Evolutions sur les dispositifs de financement du logement

Parmi les soutiens à destination des particuliers ou des acteurs économiques, les inspections préconisent aussi des évolutions  pour le prêt à taux zéro et le prêt à taux zéro renforcé, qui financent des opérations de construction à hauteur de 35%, les dispositifs d’investissement locatif de type Pinel, Scellier, Censi-Bouvard, Perissol et Robien, qui couvrent 20% du coût des opérations de construction, le Fnap qui finance des constructions sur des sols non-artificialisés à hauteur de 20% ou encore les dispositifs d’épargne (livrets A, livrets de développement durable…) et d’épargne logement qui financent des constructions sur des sols non-artificialisés à hauteur respectivement de 5% et 20%. 

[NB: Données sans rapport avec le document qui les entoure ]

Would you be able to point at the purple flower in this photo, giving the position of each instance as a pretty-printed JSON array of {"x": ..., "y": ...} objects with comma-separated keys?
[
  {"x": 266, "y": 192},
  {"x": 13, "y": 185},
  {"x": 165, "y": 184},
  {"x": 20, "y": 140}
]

Mais "les implications de telles évolutions en matière d’accès aux logements, notamment en raison d’une éventuelle limitation de logements éligibles, n’ont pu être étudiées par la mission", indique cette dernière qui invite à engager une "une étude approfondie" sur le sujet. Cette étude "serait, par ailleurs, l’occasion d’analyser conjointement l’efficacité des dispositifs de lutte contre la vacance des logements". "En complément, une réflexion apparaît nécessaire sur la protection des espaces fonciers non bâtis, via une réforme de la fiscalité du foncier, qui veillerait à rééquilibrer le rendement foncier de ces espaces, pour lutter contre l’incitation à l’artificialisation", suggère encore la mission.